The visitors saw nothing but some dead wood, hot sands, and burning of dead bodies by a multinational company at a distance.
‘If the dead bodies are not burnt, the living bodies may catch up diseases, won’t they? That MNC is doing a marvellous job,’ said Punit.
Diwakar sketched a full picture of the burning process in just ten minutes. However, it flashed to Shenba about what was happening really there and she recorded it in her poem!
Bucks out of Bones
Why are these companies in such a hurry
To burn dead bodies?
Is it under the guise of burning the skin,
To make bucks out of bones?
There were many imported cars sporting big banners.
‘Rupa, we should talk to a few people here and record their sufferings,’ said Diwakar.
A local person who accompanied them translated their questions. Jharna, biting a chocolate, positioned her camera. Punit hid himself and drank a little water.
‘Why this drought? Why were there ethnic fights killing millions of people? How many days have they been without food? Why does not the local Government take the necessary steps?’ were the questions put forth by the other four.
Shenba neither liked to be there nor did she go away. She sat in a corner with a saddened heart. She was pondering over what Swami Vivekananda had proclaimed, ‘As long as even a stray dog of my country remains without food, my religion will be to feed and take care of it.’
Others thought she was merely emotional. Jharna took a photo of Shenba. Soon they called her, ‘Come on, Shenba.’

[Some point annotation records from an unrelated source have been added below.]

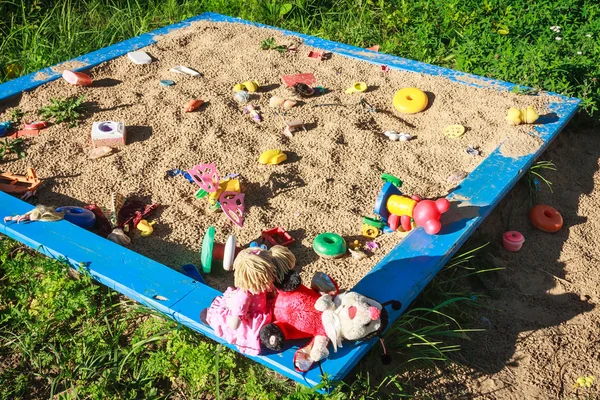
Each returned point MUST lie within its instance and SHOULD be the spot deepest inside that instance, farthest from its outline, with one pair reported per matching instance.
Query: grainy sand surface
(331, 177)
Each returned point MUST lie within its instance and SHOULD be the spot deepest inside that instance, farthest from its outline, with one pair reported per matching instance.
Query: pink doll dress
(253, 311)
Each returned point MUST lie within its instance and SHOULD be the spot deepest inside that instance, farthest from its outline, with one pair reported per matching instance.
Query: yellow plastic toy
(401, 205)
(146, 227)
(369, 231)
(410, 100)
(453, 131)
(518, 116)
(357, 87)
(273, 156)
(250, 86)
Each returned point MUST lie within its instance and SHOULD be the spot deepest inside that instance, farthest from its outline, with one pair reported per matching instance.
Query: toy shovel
(206, 176)
(232, 204)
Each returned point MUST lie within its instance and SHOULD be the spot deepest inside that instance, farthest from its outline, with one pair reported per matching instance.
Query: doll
(238, 315)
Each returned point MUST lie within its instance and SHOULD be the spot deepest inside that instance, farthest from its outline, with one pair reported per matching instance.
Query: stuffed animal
(238, 315)
(324, 317)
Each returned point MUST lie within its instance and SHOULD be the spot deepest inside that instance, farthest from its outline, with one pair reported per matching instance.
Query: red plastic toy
(277, 236)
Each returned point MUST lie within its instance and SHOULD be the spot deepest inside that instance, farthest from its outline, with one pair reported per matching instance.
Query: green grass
(503, 39)
(64, 110)
(71, 337)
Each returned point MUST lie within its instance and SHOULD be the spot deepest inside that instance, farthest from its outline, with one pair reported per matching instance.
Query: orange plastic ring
(546, 218)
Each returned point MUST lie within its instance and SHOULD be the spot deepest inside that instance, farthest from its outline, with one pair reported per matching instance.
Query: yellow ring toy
(410, 100)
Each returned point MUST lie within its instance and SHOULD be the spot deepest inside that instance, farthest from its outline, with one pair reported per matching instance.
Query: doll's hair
(255, 269)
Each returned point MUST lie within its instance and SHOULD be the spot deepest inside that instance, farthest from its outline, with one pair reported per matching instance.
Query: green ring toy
(329, 245)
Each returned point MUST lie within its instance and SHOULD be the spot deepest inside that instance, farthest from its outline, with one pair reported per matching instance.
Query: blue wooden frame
(400, 275)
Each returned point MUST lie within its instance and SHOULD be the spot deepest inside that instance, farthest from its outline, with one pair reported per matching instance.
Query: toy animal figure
(238, 315)
(323, 317)
(39, 213)
(398, 210)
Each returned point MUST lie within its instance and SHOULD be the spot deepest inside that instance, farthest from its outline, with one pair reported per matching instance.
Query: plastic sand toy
(273, 156)
(410, 100)
(546, 218)
(513, 241)
(329, 245)
(518, 116)
(357, 87)
(77, 78)
(193, 105)
(213, 251)
(19, 184)
(250, 86)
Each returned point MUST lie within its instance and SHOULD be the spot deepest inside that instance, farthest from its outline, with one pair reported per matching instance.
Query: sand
(540, 319)
(331, 177)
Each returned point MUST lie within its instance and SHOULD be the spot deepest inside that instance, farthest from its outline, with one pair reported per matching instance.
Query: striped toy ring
(546, 218)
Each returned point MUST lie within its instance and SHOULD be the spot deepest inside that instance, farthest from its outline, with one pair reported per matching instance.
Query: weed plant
(535, 176)
(72, 338)
(64, 110)
(12, 146)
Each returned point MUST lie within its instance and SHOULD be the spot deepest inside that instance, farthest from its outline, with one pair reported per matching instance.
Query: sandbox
(330, 180)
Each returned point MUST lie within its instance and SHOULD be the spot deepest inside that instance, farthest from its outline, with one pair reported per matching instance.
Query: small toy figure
(518, 116)
(397, 210)
(39, 213)
(250, 109)
(241, 312)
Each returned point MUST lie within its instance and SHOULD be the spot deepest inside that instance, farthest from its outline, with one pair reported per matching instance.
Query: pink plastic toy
(513, 241)
(250, 109)
(206, 176)
(427, 213)
(77, 78)
(232, 204)
(397, 210)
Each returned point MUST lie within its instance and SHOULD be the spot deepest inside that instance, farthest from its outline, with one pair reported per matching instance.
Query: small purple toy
(250, 109)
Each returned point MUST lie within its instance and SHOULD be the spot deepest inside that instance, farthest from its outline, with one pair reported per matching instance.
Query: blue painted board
(401, 275)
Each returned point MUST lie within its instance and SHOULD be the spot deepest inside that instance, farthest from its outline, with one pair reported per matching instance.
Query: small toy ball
(513, 241)
(145, 227)
(241, 96)
(518, 116)
(193, 105)
(369, 231)
(453, 131)
(357, 87)
(410, 100)
(81, 217)
(395, 136)
(546, 218)
(303, 89)
(329, 245)
(427, 213)
(273, 156)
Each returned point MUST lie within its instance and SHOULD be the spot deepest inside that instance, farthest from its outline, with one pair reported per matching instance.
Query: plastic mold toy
(397, 210)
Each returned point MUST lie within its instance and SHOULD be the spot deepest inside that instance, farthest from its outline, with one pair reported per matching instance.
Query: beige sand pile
(331, 177)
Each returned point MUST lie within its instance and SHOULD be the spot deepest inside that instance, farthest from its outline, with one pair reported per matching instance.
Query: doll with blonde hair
(240, 312)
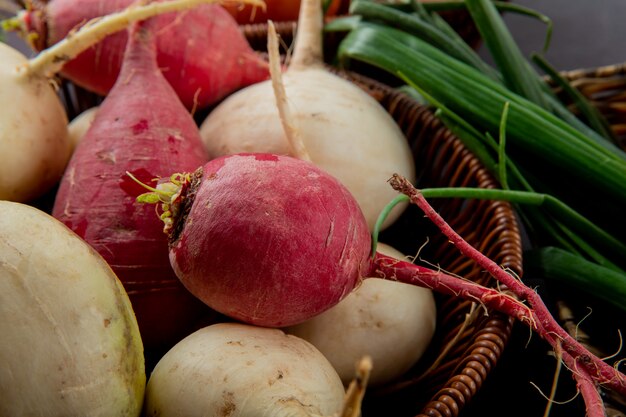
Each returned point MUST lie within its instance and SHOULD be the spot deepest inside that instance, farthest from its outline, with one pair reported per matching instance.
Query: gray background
(586, 33)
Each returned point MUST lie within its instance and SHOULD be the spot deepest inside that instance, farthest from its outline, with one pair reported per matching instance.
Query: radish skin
(341, 128)
(202, 51)
(96, 199)
(34, 139)
(202, 250)
(70, 343)
(79, 126)
(391, 322)
(243, 370)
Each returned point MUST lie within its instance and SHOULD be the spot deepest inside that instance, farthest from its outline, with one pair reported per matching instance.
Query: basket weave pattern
(472, 349)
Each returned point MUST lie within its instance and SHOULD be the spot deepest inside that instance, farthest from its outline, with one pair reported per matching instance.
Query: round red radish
(262, 255)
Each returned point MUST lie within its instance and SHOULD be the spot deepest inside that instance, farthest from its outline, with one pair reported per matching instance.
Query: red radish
(275, 10)
(318, 116)
(34, 139)
(202, 52)
(271, 240)
(140, 127)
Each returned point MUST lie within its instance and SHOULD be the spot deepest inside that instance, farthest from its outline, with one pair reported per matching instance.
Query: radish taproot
(34, 138)
(275, 10)
(337, 125)
(141, 127)
(243, 370)
(202, 52)
(271, 239)
(70, 343)
(391, 322)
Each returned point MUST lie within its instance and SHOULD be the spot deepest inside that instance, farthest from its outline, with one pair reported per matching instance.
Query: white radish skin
(34, 141)
(70, 344)
(389, 321)
(242, 370)
(80, 125)
(343, 130)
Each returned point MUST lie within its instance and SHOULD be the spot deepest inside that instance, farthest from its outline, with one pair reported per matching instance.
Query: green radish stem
(286, 118)
(50, 61)
(166, 193)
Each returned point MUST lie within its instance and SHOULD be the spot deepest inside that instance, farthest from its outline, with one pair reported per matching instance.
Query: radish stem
(296, 143)
(307, 51)
(50, 61)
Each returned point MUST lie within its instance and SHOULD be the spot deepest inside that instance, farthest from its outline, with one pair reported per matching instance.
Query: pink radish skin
(202, 52)
(143, 128)
(233, 205)
(260, 230)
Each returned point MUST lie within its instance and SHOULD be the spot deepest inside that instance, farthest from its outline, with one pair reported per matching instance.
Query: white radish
(320, 116)
(389, 321)
(242, 370)
(34, 140)
(70, 343)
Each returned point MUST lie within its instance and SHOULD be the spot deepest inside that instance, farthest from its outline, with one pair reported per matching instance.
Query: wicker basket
(463, 351)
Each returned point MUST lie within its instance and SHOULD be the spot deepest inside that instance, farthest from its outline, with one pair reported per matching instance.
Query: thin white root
(50, 61)
(356, 390)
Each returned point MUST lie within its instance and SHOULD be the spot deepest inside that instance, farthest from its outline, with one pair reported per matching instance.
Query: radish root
(296, 143)
(50, 61)
(588, 370)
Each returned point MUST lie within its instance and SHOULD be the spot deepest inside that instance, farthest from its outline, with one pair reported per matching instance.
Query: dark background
(586, 34)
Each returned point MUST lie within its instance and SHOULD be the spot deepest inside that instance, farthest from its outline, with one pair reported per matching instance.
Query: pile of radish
(318, 116)
(195, 240)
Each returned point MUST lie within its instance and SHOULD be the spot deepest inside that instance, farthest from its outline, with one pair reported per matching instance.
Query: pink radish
(274, 240)
(34, 141)
(310, 113)
(202, 52)
(141, 127)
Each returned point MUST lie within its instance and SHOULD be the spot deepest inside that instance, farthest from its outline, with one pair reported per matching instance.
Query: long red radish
(140, 127)
(202, 52)
(271, 239)
(34, 140)
(330, 120)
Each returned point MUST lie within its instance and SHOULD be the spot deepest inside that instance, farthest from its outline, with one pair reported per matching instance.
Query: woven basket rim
(459, 377)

All of them moved to the next site. People were seen lying haphazardly in their huts. Rupa turned her face away to avoid seeing them. Jharna hesitated to drink water in their presence. Punit had already spat out the chewing gum. All the four got into their duties seriously.
Suddenly Rupa screamed, ‘Oh God! Come, all of you! Look at this horrible scene.’
Looking at it, Diwakar thought it was a ‘good piece for drawing’. Jharna hurriedly started typing on her laptop. Punit positioned the camera. It suddenly became dark. Was even the Sun God afraid to see this sight?
A woman with a puny body and disproportionately large head was lying on the ground, as if a skeleton was covered with a plastic sheet. Her baby, wailing for milk, was desperately biting her breast. Oh! The baby’s tender lips were smeared with B.L.O.O.D!
The baby was crying, but the mother was lying like a dead log, utterly helpless.
Looking at this from a distance, Shenba came running with a distressed mind. Seeing Shenba rushing, Rupa thought, ‘Oh! What is this “hyper sensitive” going to do now?’
Screaming and with tears, Shenba rushed to the spot, took the baby in her hand and placed it on her lap. She wiped the baby’s blood-stained mouth with a motherly caress. Astounded, the rest of the ‘live-skeletons’ there also opened their eyes wide and looked at this unbelievable scene. Unable to control her trembling body, Shenba turned to the other side and started breast feeding the baby herself!
The baby started gulping the milk. A drop of nectar in a desert!
Jharna and Rupa gently touched her shoulder in appreciation. All the four wiped the tear off their eyes. Punit opened his water bottle for the baby’s mother.
Rupa Kohli depicted the heartening scene through a beautiful Bengali poem:
Friend! You showed what a Living Poem is!
Great thought expressed in noble action makes great poetry!
We are accustomed in writing rhymes for story,
You taught us candid feeling makes history.